At first their was a glimpse of hope. The single ‘Magic’ which is the second track on the album marked a change in sound for Coldplay from their previous record. Chris Martin’s vocals are forefront, and in fact, it’s more ‘Chris Martin feat. some machines’ rather than a Coldplay track. That said, the sparse guitars and drum machine strip back their sound to be something much more minimal and intimate than the hard-hitting anthemic chorus of ‘Paradise’. From here, the album slides through a downward spiral of misery with few redeeming factors.

‘True Love’ is one of the standout achingly sad songs, and not only is it achingly sad, but achingly drab. Beginning with an intro ripped off from Taylor Swift’s ‘Love Song’ the whole track revolves around the one line “Tell me you love me / if you don’t then lie to me”. It’s a line with a poetic quality and drenched in sadness, but to make a track which is relatable and interesting, it needs to offer more than a sad lyric and a soft drum machine.

The muffled ticking and chiming of the Jon Hopkins-produced ‘Midnight’ is a refreshing halfway moment on the record. Delicately distorting the voice of Chris Martin to develop an electronically-tinged sound works well to distinguish it from the sparseness of a Bon Iver track while enhancing it in a way which sets it apart from the monotone nature of many of the other album tracks. Four-minute bore fest ‘Another’s Arms’ fails to build on this fragile moment though, with clumsy rhymes and the monotone “Another’s arms, another’s arms” intersecting every other line, as if Martin had reached the point of boredom with the track after one verse and just padded out the lyrics he already had by repeating the title.

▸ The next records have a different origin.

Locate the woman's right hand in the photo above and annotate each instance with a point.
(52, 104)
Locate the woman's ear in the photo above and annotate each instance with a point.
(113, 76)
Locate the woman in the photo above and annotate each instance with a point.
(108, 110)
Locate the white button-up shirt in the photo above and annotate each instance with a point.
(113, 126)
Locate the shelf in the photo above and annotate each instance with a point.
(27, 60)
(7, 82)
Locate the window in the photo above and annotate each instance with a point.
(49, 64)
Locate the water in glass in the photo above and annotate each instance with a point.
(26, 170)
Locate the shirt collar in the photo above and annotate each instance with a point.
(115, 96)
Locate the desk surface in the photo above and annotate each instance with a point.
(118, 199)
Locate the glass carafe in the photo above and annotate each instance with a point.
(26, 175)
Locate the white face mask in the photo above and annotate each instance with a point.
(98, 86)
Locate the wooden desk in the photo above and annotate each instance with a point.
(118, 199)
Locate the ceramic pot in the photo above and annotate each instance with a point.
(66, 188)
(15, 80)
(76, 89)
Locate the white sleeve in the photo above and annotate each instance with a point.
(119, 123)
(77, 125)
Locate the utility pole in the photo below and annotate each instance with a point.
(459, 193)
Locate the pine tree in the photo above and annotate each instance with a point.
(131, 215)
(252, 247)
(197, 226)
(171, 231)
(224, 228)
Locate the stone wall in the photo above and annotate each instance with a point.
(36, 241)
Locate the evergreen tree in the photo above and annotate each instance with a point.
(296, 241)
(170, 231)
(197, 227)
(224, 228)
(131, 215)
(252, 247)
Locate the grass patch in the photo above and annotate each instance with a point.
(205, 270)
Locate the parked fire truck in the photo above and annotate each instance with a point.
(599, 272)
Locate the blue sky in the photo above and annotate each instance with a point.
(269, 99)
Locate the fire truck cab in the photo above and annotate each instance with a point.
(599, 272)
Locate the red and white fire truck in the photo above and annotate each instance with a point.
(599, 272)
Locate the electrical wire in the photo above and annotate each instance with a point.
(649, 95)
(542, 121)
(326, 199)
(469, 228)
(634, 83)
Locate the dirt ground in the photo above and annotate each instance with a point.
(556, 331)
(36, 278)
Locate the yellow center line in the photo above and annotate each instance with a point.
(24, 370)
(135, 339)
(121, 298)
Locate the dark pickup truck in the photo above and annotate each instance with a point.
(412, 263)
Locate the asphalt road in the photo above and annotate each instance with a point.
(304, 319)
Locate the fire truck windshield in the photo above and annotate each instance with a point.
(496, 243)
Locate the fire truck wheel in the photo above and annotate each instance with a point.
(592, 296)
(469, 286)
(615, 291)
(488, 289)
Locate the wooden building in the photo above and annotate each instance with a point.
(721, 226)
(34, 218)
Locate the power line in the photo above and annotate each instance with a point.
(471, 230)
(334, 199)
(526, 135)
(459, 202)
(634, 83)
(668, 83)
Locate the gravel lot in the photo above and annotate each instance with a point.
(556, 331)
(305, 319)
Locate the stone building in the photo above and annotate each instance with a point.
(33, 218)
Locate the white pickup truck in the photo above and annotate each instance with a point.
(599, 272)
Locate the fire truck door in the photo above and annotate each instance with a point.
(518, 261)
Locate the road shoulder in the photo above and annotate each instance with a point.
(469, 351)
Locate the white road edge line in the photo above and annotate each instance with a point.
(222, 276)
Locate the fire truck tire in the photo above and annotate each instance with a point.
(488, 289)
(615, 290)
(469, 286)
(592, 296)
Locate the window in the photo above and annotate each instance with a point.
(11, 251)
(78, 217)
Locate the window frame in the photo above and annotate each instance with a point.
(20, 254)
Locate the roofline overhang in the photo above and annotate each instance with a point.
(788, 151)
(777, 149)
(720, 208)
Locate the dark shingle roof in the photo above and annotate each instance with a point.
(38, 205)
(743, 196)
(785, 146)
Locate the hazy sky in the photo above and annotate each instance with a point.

From the sombre sound of distant wedding bells which conclude ‘Oceans’, the listener is launched into ‘A Sky Full of Stars’, which feels a bit like the record company just came along and told them that the whole album was a bit drab and needed another ‘Princess of China’ on it. A Calvin Harris collaboration would have been too obvious so they go for the still-ridiculously-obvious collaboration of sticking Avicii on it with the hope that it cheers up the whole affair and actually sells the record. Coldplay’s greatest talent is creating anthemic sounding tracks, and this one is Ghost Stories’ only saving grace. It’s formulaic and not particularly groundbreaking, but it’s danceable, feel-good and altogether a damn-site more exciting than the rest of the album. While Chris Martin forgets about his heartbreak and just declares his love instead, the production is thumping and it’s all very exciting. 

Things come crashing down again when the following track opens with a lacklustre piano, and it feels like the life and soul of the record is once again washed away as Coldplay completely miss the boat in creating anything which resembles the musicality which they have exhibited as a band on previous records. It may be the fastest selling album of 2014 so far, but don’t take that as an indicator of quality. The bulk of the album generally merges together into an indistinctive mess of unimaginative melancholy and self-pity. Chris Martin himself has admitted that this album was a cathartic response to heartbreak and anxiety in his personal life, but I can’t help but feel that it’s something he should have kept to himself.

4/10

Ghost Stories is out now through Parlophone.